Uważano, że francusko-marokański Abdeslam był jedynym żyjącym członkiem zespołu komandosów, który, jak sądzono, przeprowadził ataki z użyciem broni i bomb na sześć restauracji i barów, salę koncertową Bataclan i narodowy stadion piłkarski.
Był jedynym spośród 20 oskarżonych bezpośrednio oskarżonych o morderstwo, usiłowanie zabójstwa i wzięcie zakładników. Śledczy uważali, że jego kamizelka wybuchowa uległa awarii i że uciekł z francuskiej stolicy w kilka godzin po ataku.
Abdeslam starał się zdystansować od zespołu zabójców, którzy zginęli w wyniku ataków, co wydaje się sugerować, że w ostatniej chwili zmienił zdanie.
„W przyszłości, gdy ktoś wsiada do metra lub autobusu z walizką wypchaną 50 kilogramami materiałów wybuchowych iw ostatniej chwili zdecyduje: 'Nie robię tego', będzie wiedział, że nie może, ponieważ w przeciwnym razie zostanie zamknięty lub zabity” – powiedział.
Abdeslam nie został jeszcze przesłuchany w sprawie jego rzekomej roli w atakach. Nigdy nie wyraził publicznie skruchy za krew przelaną w nocy 13 listopada 2015 roku.
Jeśli zostanie uznany za winnego, grozi mu dożywocie. Sześciu podejrzanych jest sądzonych zaocznie.
Rozpoczynające się w środę przesłuchanie skupi się początkowo na przeszłości Abdeslam i wydarzeniach przed atakami. Prokuratorzy ustalili już, że spędził większość swojej młodości jako palacz trawki w klubach nocnych i kasynach.
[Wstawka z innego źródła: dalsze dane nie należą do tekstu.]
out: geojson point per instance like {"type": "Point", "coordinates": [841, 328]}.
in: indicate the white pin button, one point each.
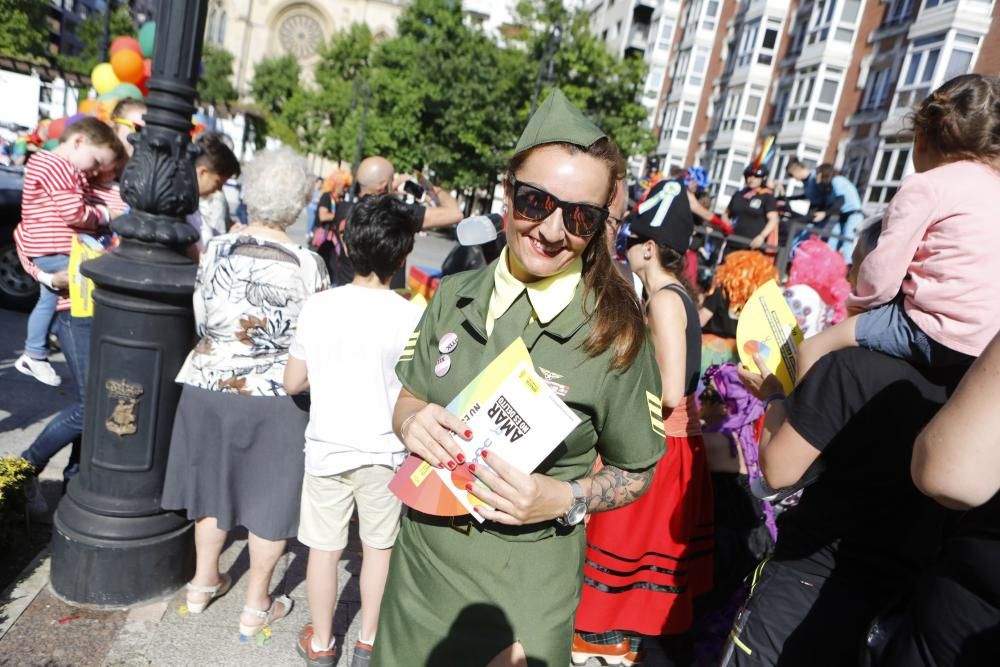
{"type": "Point", "coordinates": [448, 343]}
{"type": "Point", "coordinates": [442, 366]}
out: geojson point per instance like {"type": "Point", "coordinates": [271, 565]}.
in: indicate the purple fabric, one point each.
{"type": "Point", "coordinates": [743, 410]}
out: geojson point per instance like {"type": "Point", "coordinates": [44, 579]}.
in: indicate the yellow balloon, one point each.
{"type": "Point", "coordinates": [103, 78]}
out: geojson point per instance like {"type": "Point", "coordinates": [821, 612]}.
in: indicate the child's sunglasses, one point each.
{"type": "Point", "coordinates": [535, 204]}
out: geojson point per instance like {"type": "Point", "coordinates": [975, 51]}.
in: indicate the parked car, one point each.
{"type": "Point", "coordinates": [17, 289]}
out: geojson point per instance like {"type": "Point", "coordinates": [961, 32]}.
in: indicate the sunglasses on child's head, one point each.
{"type": "Point", "coordinates": [134, 125]}
{"type": "Point", "coordinates": [535, 204]}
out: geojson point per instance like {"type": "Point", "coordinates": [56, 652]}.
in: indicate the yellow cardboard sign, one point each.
{"type": "Point", "coordinates": [81, 288]}
{"type": "Point", "coordinates": [767, 326]}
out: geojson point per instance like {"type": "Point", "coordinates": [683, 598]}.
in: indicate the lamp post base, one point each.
{"type": "Point", "coordinates": [119, 561]}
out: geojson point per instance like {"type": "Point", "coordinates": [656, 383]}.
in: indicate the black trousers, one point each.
{"type": "Point", "coordinates": [794, 619]}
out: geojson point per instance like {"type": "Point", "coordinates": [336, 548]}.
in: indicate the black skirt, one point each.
{"type": "Point", "coordinates": [238, 459]}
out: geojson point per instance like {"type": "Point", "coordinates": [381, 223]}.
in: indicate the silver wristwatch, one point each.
{"type": "Point", "coordinates": [574, 515]}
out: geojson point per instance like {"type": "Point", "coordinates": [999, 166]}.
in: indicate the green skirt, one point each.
{"type": "Point", "coordinates": [460, 598]}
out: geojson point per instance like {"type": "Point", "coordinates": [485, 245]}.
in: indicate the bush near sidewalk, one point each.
{"type": "Point", "coordinates": [14, 471]}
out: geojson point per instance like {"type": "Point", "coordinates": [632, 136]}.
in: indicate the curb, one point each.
{"type": "Point", "coordinates": [26, 587]}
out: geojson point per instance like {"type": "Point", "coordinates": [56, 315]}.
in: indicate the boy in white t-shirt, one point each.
{"type": "Point", "coordinates": [345, 352]}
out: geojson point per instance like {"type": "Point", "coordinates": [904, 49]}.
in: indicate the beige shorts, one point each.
{"type": "Point", "coordinates": [328, 502]}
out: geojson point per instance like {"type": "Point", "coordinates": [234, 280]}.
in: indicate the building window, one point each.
{"type": "Point", "coordinates": [898, 12]}
{"type": "Point", "coordinates": [801, 94]}
{"type": "Point", "coordinates": [876, 89]}
{"type": "Point", "coordinates": [780, 105]}
{"type": "Point", "coordinates": [711, 14]}
{"type": "Point", "coordinates": [666, 34]}
{"type": "Point", "coordinates": [699, 64]}
{"type": "Point", "coordinates": [822, 18]}
{"type": "Point", "coordinates": [890, 167]}
{"type": "Point", "coordinates": [918, 70]}
{"type": "Point", "coordinates": [748, 40]}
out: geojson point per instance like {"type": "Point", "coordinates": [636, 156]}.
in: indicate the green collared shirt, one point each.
{"type": "Point", "coordinates": [619, 409]}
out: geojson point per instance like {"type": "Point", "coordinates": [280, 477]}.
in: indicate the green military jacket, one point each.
{"type": "Point", "coordinates": [619, 409]}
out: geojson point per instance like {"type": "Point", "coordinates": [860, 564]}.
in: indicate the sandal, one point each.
{"type": "Point", "coordinates": [269, 616]}
{"type": "Point", "coordinates": [216, 591]}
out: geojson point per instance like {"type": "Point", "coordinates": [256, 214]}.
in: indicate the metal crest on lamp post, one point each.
{"type": "Point", "coordinates": [112, 544]}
Ale szukają informacji na temat jego brata Brahima, który pojechał do Syrii na początku 2015 roku i zdetonował swój pas samobójczy w barze podczas piątkowego ataku w Paryżu; i Abdelhamida Abaaouda, rzekomego przywódcy, który został zabity przez policję kilka dni później.
Matka, siostra i była narzeczona Abdeslama również miały zająć stanowisko w środę, ale przewodniczący poinformował sąd, że nie przyjadą, nie podając dalszych szczegółów.
Abdeslam powiedział, że ISIL wycelował w Paryż, aby zmusić ówczesnego prezydenta Francois Hollande'a do zakończenia francuskich interwencji wojskowych przeciwko grupie w Syrii i Iraku.
„To jego wina, że jesteśmy tutaj dzisiaj” – powiedział Abdeslam o Hollande.
„Odpowiedzieli na agresję Francji i Zachodu. Jeśli zabijali cywilów, to robiło wrażenie”.
Abdeslam powiedział w sądzie, że nigdy nie podróżował do Syrii, ale podziwiał gotowość członków ISIL do codziennego poświęcania się.
„Nie jestem zagrożeniem dla społeczeństwa” – powiedział.